The issue occurs during weight normalization when:

  1. Initial weights are highly uneven (e.g., 80%/19%/1%)

  2. Target weights request extreme changes

  3. The normalization process attempts to maintain the sum-to-one invariant

This can result in negative weights while still maintaining the total weight at 100%, as demonstrated by the following test:

Proof of Concept:

// SPDX-License-Identifier: UNLICENSED
pragma solidity ^0.8.26;
import "forge-std/Test.sol";
import "@prb/math/contracts/PRBMathSD59x18.sol";
import { MockCalculationRule } from "../../../contracts/mock/MockCalculationRule.sol";
import { MockPool } from "../../../contracts/mock/MockPool.sol";
import { MockQuantAMMMathGuard } from "../../../contracts/mock/MockQuantAMMMathGuard.sol";
contract QuantAMMMathGuardWeightLockTest is Test {
using PRBMathSD59x18 for int256;
MockQuantAMMMathGuard mockQuantAMMMathGuard;
function setUp() public {
mockQuantAMMMathGuard = new MockQuantAMMMathGuard();
}
function testFuzz_WeightLockScenario(
int256 initialLargeWeight,
int256 initialMediumWeight,
int256 epsilonMax
) public {
// Bound the initial weights to create an uneven but valid distribution
initialLargeWeight = bound(initialLargeWeight, 0.7e18, 0.85e18);
initialMediumWeight = bound(initialMediumWeight, 0.14e18, 0.29e18);
epsilonMax = bound(epsilonMax, 0.01e18, 0.2e18); // 1% to 20% max change
int256[] memory prevWeights = new int256[]();
prevWeights[0] = initialLargeWeight;
prevWeights[1] = initialMediumWeight;
prevWeights[2] = 1e18 - initialLargeWeight - initialMediumWeight;
// Create extreme weight changes
int256[] memory newWeights = new int256[]();
newWeights[0] = 0.01e18;
newWeights[1] = 0.01e18;
newWeights[2] = 0.98e18;
int256 absoluteWeightGuardRail = 0.01e18;
int256[] memory guardedWeights = mockQuantAMMMathGuard.mockGuardQuantAMMWeights(
newWeights,
prevWeights,
epsilonMax,
absoluteWeightGuardRail
);
// Verify the weights change is limited by epsilonMax
for(uint i = 0; i < guardedWeights.length; i++) {
int256 change = (guardedWeights[i] - prevWeights[i]).abs();
assertLe(change, epsilonMax, "Change exceeded epsilonMax");
assertGe(guardedWeights[i], absoluteWeightGuardRail, "Weight below minimum");
}
// Sum should still be 1e18
int256 totalWeight = guardedWeights[0] + guardedWeights[1] + guardedWeights[2];
assertEq(totalWeight, 1e18);
}
}

The test reveals that under specific conditions:

  • Initial weights: [0.828e18, 0.268e18, -0.096e18]

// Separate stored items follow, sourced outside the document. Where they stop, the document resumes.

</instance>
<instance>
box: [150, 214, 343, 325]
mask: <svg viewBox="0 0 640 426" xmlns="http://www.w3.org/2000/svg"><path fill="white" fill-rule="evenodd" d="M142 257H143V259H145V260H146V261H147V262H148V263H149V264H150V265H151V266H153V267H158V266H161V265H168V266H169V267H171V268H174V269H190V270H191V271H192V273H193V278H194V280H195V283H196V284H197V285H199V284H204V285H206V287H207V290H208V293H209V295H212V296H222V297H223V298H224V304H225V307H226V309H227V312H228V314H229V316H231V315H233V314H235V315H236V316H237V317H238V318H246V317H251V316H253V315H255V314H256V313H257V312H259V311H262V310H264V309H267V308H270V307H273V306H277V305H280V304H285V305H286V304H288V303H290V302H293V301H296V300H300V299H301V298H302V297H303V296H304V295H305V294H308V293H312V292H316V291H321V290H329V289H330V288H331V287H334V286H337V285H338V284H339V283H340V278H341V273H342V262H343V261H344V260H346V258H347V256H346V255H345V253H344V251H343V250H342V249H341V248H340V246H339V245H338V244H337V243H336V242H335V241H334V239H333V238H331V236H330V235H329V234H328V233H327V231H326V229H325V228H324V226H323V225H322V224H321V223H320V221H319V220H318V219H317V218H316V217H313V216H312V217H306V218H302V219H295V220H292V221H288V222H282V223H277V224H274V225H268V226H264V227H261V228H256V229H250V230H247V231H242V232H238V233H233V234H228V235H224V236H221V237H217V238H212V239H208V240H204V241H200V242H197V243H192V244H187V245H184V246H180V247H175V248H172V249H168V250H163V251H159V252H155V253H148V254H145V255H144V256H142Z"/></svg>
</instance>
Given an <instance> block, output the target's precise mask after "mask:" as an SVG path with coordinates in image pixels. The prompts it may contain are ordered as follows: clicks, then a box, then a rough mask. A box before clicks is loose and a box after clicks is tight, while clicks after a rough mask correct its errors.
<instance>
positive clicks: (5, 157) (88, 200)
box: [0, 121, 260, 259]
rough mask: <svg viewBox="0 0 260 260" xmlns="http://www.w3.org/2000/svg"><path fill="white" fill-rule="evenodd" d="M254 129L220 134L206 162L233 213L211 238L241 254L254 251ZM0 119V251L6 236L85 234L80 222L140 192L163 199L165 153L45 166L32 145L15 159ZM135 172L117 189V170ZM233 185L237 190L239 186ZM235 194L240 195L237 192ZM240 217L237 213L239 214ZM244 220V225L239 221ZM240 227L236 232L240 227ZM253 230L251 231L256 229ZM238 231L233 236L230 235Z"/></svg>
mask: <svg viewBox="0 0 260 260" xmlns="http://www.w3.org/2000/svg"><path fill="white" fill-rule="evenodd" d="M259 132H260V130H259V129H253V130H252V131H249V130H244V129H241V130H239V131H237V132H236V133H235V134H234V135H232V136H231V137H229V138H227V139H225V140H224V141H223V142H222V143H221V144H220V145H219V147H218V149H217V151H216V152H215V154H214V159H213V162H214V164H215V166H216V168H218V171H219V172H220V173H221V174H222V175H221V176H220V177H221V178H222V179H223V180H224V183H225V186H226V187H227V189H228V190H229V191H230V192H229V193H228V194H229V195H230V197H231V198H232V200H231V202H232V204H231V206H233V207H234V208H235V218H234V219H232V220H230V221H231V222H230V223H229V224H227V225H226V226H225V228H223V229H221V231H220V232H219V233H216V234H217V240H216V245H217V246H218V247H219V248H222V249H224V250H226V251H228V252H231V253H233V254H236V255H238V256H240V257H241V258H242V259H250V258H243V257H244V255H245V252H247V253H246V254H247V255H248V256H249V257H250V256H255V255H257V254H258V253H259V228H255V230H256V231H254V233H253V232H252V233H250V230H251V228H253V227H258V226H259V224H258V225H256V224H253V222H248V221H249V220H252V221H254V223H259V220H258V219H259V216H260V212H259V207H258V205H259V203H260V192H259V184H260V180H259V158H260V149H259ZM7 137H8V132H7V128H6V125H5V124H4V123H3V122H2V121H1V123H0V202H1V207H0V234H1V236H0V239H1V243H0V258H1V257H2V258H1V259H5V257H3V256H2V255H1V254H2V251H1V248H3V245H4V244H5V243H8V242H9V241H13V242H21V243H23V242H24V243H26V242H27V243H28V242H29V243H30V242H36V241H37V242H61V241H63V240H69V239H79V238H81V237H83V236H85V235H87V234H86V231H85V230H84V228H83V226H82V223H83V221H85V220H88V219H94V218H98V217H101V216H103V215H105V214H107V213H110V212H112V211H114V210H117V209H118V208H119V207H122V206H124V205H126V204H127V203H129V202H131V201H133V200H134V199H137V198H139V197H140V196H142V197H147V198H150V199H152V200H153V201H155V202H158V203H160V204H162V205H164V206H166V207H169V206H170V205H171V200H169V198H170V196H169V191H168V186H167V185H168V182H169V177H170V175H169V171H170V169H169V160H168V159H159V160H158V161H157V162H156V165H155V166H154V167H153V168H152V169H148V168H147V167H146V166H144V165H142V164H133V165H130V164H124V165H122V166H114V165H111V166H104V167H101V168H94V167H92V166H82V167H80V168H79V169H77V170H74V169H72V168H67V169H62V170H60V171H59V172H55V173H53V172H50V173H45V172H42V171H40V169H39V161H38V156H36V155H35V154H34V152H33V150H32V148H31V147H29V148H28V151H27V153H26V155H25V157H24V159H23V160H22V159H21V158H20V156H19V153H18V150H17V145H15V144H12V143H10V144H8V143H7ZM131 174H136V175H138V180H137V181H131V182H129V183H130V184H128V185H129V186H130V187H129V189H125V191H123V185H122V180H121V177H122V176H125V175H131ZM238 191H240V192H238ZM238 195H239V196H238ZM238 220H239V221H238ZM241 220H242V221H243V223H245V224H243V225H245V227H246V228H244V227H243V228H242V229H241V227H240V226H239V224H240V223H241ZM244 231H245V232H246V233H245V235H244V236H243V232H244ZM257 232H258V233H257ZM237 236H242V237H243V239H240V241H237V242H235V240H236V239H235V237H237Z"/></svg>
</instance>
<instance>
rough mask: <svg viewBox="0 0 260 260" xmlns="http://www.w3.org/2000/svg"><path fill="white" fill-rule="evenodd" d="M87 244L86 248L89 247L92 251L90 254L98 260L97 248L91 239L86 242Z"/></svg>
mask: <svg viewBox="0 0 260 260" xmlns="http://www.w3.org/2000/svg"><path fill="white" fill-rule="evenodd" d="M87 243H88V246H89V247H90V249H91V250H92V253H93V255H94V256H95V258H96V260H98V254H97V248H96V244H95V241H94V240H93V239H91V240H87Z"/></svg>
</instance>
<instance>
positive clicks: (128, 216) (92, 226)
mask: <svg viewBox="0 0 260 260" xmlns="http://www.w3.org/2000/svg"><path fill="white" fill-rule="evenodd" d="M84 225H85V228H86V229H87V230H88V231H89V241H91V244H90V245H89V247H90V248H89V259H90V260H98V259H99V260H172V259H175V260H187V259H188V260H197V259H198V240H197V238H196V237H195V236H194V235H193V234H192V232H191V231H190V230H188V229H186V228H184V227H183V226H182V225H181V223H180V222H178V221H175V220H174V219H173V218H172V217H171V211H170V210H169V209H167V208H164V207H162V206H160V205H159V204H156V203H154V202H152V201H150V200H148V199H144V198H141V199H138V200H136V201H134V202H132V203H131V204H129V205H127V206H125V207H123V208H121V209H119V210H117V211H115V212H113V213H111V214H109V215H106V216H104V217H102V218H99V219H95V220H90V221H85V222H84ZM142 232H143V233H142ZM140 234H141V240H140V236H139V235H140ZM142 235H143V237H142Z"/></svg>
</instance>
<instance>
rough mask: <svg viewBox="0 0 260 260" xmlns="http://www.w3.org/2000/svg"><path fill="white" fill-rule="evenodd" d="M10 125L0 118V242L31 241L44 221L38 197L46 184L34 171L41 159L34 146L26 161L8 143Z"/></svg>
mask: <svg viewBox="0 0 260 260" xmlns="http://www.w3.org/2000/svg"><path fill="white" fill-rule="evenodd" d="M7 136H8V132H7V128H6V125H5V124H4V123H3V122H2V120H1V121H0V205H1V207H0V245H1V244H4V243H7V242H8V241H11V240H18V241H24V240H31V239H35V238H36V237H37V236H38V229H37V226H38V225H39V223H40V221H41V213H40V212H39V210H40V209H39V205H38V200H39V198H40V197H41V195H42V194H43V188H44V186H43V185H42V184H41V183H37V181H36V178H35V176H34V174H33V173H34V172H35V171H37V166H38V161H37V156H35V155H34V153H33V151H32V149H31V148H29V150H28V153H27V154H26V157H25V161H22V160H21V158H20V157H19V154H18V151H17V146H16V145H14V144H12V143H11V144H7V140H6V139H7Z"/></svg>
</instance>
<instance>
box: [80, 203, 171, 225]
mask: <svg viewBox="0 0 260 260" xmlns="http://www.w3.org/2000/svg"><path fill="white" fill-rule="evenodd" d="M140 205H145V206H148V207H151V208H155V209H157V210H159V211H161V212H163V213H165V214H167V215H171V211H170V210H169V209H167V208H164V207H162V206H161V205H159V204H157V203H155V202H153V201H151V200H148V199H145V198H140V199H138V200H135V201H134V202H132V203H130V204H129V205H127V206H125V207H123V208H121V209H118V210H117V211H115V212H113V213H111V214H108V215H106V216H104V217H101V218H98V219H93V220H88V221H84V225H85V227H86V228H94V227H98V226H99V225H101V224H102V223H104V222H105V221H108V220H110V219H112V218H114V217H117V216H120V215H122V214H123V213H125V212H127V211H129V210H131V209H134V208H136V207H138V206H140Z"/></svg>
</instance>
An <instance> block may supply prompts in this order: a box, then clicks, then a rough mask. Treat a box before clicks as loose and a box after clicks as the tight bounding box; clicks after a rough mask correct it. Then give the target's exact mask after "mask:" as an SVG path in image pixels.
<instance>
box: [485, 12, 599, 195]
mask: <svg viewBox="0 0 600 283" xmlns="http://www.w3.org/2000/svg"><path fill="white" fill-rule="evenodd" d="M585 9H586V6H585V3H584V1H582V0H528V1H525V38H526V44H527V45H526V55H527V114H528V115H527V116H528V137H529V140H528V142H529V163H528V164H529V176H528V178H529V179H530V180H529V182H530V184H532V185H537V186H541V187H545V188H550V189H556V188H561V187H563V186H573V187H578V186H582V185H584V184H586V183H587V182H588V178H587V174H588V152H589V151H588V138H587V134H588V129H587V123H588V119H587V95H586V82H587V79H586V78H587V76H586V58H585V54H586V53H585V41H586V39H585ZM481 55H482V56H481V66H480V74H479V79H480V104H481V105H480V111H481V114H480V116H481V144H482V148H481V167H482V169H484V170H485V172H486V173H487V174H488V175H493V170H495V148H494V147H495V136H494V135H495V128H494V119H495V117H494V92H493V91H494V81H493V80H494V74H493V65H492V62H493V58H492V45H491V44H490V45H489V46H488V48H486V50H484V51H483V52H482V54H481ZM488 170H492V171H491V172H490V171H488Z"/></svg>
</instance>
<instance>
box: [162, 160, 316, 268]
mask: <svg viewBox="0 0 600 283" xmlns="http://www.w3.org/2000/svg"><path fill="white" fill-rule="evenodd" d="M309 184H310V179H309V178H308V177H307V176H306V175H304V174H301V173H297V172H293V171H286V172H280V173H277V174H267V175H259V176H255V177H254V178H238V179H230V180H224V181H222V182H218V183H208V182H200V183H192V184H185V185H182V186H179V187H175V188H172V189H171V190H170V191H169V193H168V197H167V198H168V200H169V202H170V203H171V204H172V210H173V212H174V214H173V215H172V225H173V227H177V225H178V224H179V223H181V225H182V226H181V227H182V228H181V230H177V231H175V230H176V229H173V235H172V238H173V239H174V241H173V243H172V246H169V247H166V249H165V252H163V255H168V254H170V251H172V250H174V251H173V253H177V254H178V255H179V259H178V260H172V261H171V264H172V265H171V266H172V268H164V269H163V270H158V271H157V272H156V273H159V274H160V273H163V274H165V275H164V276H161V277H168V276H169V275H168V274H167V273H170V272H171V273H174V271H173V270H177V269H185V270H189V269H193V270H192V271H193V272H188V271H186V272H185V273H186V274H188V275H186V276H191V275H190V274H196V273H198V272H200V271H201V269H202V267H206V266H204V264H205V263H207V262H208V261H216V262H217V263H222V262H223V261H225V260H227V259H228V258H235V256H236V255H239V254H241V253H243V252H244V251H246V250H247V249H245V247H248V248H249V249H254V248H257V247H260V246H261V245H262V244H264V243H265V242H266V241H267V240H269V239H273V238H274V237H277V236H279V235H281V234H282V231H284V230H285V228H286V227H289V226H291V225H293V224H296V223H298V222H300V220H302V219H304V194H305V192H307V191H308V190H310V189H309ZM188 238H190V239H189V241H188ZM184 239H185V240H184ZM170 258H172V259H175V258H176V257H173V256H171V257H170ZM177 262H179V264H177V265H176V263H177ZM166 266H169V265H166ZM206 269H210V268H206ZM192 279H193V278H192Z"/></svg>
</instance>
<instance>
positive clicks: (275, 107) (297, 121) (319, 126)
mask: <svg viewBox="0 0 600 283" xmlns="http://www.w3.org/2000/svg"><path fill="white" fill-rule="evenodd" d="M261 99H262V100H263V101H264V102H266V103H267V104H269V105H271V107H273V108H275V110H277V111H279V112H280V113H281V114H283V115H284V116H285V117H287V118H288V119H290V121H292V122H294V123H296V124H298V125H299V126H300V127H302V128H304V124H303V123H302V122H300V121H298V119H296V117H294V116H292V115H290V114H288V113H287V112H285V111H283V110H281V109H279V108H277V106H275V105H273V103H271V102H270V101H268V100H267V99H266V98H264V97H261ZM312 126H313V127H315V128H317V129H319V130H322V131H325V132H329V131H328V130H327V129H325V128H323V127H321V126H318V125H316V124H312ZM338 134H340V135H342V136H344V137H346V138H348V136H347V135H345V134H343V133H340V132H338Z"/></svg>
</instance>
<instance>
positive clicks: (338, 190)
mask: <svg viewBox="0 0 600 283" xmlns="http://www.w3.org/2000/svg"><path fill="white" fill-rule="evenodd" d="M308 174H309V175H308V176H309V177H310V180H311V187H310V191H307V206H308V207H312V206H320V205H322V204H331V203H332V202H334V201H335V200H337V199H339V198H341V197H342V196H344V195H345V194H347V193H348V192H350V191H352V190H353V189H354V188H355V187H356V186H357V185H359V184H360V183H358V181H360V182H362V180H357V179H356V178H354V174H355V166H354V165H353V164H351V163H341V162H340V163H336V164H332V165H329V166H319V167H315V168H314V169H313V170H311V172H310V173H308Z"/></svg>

  • Target weights: [0.01e18, 0.01e18, 0.98e18]

  • Results in weight: -7.907e15 (negative)

  • While maintaining sum = 1e18

Impact

Severity: HIGH

  1. Technical Impact:

    • Negative weights break core pool mathematics

    • Invalidates pricing calculations

    • Violates fundamental pool invariants

  2. Economic Impact:

    • Potential economic exploits through arbitrage

    • Invalid pool state could lead to loss of funds

    • System-wide failures when interacting with affected pools

Tools Used

  • Foundry fuzzing tests

  • Manual code review

  • Mathematical analysis of weight normalization

Recommendations

  1. Add explicit non-negative validation:

function _normalizeWeights(int256[] memory weights) internal pure {
// ... existing normalization code ...
// Add explicit non-negative check
for (uint i = 0; i < weights.length; i++) {
require(weights[i] >= 0, "Weight cannot be negative");
}
}
  1. Implement safe normalization:

    • Add checks before weight adjustments

    • Ensure intermediate calculations cannot result in negative values

    • Consider using a different normalization algorithm that preserves non-negativity

  2. Consider architectural changes:

    • Use unsigned integers (uint256) for weights

    • Implement a two-step normalization process that first ensures non-negativity

    • Add invariant checks at key points in the weight update process

Updates

Lead Judging Commences

n0kto Lead Judge 7 months ago
Submission Judgement Published
Invalidated
Reason: Incorrect statement
Assigned finding tags:

invalid_weights_can_be_negative_or_extreme_values

_clampWeights will check that these weights are positive and in the boundaries before writing them in storage.